Fraksi Perjuangan Nasional Bintang Kebangkitan Sejahtera menyoroti kelengkapan data dalam naskah akademik serta kemiripan redaksi dengan daerah lain. Menanggapi hal ini, Bupati mengakui perlunya data tambahan dari BPS Kepri, namun menepis tudingan plagiarisme.
Menurutnya, kemiripan redaksi dalam teori akademik adalah hal lumrah selama merujuk pada literatur resmi. “Kami tetap menjaga integritas akademik. Referensi yang digunakan sah dan umum dipakai di berbagai daerah,” tegasnya.
Fraksi Persatuan Karya Amanat Demokrat mengusulkan pembentukan satuan tugas khusus dan meminta perhatian terhadap dampak aturan ini terhadap pelaku usaha kecil. Bupati merespons bahwa Satgas KTR akan dibentuk maksimal satu tahun setelah Perda disahkan.
Regulasi teknis Satgas akan dituangkan melalui Keputusan dan Peraturan Bupati. “Prinsipnya, kami tak ingin UMKM terdampak negatif. Dialog terbuka dan edukasi menjadi kunci agar aturan ini bisa diterapkan tanpa memberatkan pelaku usaha kecil,” katanya.

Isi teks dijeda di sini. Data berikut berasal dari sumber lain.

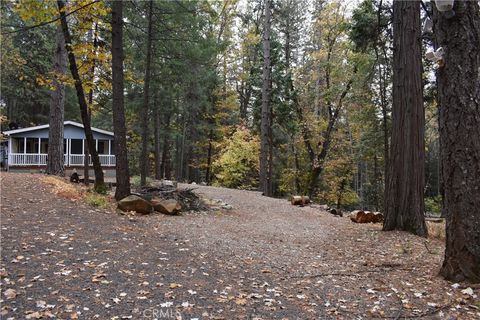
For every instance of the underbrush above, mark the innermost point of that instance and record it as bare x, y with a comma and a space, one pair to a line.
436, 230
97, 200
63, 188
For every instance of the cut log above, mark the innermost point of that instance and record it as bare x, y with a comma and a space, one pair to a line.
336, 212
300, 200
170, 206
135, 203
360, 216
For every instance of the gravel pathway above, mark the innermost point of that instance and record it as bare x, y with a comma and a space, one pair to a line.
264, 259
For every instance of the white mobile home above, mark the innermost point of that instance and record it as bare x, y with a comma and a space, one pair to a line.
27, 148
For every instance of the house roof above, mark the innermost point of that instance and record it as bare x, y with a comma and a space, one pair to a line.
46, 126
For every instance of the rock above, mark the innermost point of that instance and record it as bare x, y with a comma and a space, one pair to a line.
336, 212
135, 203
300, 200
360, 216
170, 206
227, 206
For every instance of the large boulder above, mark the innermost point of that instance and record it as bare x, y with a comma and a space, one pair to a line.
170, 206
360, 216
135, 203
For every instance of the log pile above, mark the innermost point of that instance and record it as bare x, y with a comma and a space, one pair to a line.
360, 216
300, 200
186, 198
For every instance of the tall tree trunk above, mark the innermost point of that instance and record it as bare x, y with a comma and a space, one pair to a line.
144, 165
209, 157
404, 205
157, 143
120, 131
265, 157
97, 167
166, 168
86, 158
55, 163
459, 106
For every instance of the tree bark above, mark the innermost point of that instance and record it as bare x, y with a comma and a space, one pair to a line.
120, 131
166, 168
265, 141
404, 204
144, 165
86, 158
97, 167
459, 117
157, 143
55, 163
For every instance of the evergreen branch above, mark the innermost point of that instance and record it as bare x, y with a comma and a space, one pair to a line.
50, 21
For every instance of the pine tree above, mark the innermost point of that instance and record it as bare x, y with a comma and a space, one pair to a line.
404, 204
459, 117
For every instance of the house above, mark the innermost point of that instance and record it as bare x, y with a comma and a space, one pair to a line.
26, 148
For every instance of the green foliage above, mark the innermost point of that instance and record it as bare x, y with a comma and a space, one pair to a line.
433, 204
96, 200
135, 181
100, 188
238, 163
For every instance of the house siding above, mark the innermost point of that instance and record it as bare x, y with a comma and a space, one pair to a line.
70, 132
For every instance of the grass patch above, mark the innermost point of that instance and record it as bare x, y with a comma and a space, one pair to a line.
97, 200
436, 230
62, 188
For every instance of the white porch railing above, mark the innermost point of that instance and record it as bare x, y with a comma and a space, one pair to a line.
35, 159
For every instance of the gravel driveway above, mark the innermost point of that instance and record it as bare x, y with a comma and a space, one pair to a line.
264, 259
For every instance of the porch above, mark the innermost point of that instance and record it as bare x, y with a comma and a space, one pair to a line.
33, 152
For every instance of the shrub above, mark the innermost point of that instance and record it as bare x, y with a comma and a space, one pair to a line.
96, 200
433, 204
238, 163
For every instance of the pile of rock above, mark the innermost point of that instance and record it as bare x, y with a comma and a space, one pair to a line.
141, 205
360, 216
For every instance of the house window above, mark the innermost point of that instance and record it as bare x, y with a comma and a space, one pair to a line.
76, 146
102, 146
32, 145
17, 145
44, 145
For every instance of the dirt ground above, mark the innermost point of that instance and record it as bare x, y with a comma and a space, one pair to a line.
264, 259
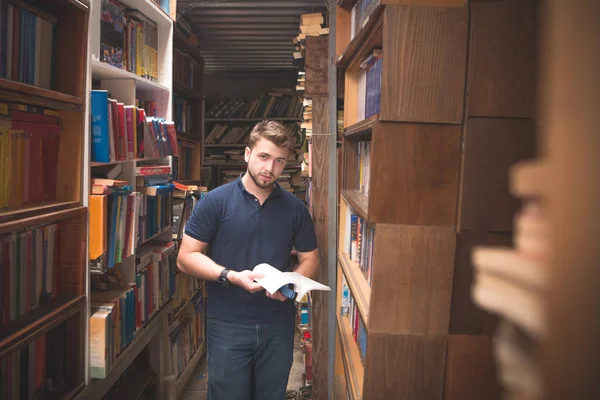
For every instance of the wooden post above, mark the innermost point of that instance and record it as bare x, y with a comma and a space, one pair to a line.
317, 89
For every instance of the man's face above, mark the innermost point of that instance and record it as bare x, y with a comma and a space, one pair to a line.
266, 162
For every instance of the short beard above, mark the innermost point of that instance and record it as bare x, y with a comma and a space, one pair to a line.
259, 183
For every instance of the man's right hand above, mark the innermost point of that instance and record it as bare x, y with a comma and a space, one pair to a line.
245, 280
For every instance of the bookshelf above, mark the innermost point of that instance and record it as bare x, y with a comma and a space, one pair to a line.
188, 85
228, 123
133, 154
186, 336
424, 179
43, 214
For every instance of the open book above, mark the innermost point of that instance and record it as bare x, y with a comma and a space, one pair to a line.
274, 280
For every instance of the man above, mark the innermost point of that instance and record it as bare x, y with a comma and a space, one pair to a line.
250, 333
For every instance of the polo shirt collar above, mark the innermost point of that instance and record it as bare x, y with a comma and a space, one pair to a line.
275, 193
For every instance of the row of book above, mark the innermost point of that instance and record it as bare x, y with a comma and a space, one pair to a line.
186, 287
187, 159
279, 103
120, 311
156, 278
240, 133
29, 270
123, 132
37, 370
184, 68
182, 114
122, 219
128, 40
29, 146
310, 25
369, 85
185, 199
350, 310
360, 239
27, 42
186, 335
363, 162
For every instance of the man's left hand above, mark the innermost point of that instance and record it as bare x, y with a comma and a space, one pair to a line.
276, 296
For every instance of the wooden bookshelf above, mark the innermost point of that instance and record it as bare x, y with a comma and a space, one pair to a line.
432, 186
148, 86
219, 149
44, 292
151, 331
192, 94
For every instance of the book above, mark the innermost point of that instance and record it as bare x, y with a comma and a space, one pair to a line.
274, 280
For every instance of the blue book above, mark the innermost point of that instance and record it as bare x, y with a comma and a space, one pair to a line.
100, 139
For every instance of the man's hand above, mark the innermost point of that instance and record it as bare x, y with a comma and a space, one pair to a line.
276, 296
245, 280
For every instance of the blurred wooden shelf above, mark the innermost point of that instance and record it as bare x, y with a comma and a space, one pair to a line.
39, 215
37, 322
361, 291
18, 92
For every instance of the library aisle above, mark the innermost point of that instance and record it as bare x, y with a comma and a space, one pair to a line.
445, 153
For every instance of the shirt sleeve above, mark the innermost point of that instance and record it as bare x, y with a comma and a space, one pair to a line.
305, 238
202, 224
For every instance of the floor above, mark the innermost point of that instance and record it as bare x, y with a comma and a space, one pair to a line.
196, 389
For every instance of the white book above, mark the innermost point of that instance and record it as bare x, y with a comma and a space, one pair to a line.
274, 279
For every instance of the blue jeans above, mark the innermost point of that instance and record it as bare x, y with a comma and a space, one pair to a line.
248, 362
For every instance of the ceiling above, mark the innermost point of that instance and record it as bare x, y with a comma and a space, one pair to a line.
247, 35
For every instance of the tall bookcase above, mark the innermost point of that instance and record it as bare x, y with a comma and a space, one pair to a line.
425, 167
188, 110
43, 215
147, 83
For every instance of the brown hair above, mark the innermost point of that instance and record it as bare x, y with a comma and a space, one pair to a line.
274, 131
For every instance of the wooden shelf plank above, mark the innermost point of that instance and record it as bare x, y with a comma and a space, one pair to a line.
181, 43
150, 9
25, 220
180, 310
37, 322
361, 291
253, 119
185, 136
97, 388
102, 70
351, 357
358, 201
357, 45
185, 376
165, 230
136, 385
362, 127
346, 4
18, 92
64, 395
18, 213
233, 145
243, 164
102, 164
183, 90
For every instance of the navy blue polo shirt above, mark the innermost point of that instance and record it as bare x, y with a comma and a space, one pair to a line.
242, 234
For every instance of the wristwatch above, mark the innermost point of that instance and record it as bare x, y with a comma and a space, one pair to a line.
223, 278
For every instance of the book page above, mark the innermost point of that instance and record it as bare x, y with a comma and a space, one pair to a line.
274, 279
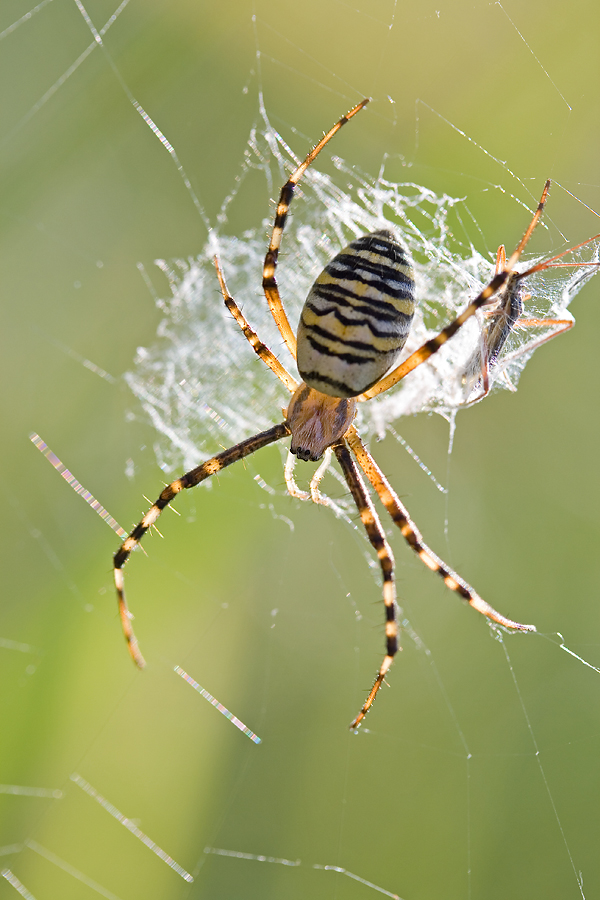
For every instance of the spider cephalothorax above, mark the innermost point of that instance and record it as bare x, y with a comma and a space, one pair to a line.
353, 326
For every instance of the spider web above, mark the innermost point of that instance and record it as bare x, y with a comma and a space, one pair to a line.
475, 774
198, 397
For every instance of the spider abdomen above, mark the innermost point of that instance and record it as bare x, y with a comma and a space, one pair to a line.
357, 316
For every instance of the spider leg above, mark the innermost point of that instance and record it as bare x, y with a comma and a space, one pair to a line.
412, 536
190, 479
376, 535
433, 345
257, 345
285, 198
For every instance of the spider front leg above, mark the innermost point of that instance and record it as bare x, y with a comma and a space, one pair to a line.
270, 288
190, 479
376, 535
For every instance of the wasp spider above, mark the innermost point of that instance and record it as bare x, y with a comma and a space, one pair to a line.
354, 323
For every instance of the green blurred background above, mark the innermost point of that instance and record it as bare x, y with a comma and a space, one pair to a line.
443, 794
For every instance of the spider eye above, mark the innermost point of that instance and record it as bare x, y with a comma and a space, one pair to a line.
305, 454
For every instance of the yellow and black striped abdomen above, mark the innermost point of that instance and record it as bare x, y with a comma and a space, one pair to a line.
357, 316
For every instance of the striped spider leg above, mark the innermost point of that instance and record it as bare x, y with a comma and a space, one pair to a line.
504, 314
353, 326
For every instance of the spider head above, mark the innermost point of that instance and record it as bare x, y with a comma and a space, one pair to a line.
317, 421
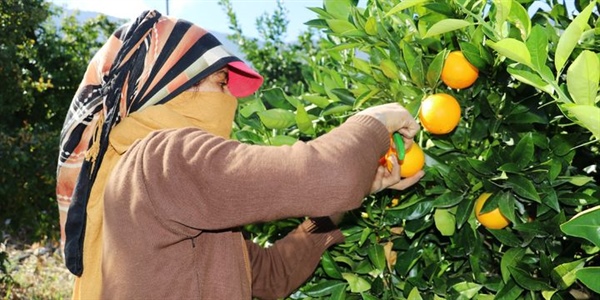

Aneng juga menyampaikan bahwa seluruh fraksi DPRD pada prinsipnya menyetujui Ranperda KTR untuk dilanjutkan ke tahap pembahasan. Ini menandai selesainya fase awal penyusunan regulasi tersebut.
“Dengan penyampaian tanggapan ini, lengkap sudah tahapan awal Ranperda KTR di Anambas. Semoga pembahasan berjalan lancar dan menghasilkan kebijakan yang berpihak pada kesehatan publik,” ungkapnya.
Menutup penyampaiannya, Bupati Aneng membacakan sebuah pantun:
Dari Jemaja ke Pulau Tioman,
Pemandangan indah penuh kenangan.
Tanggapan telah kami sampaikan,
Lengkaplah tahapan untuk pembahasan.
Rapat paripurna ini turut dihadiri Wakil Bupati Raja Bayu, pimpinan dan anggota DPRD, Forkopimda, kepala OPD, tokoh masyarakat, pimpinan partai politik, organisasi wanita, ormas, media, serta perwakilan instansi vertikal, perusahaan, dan perbankan.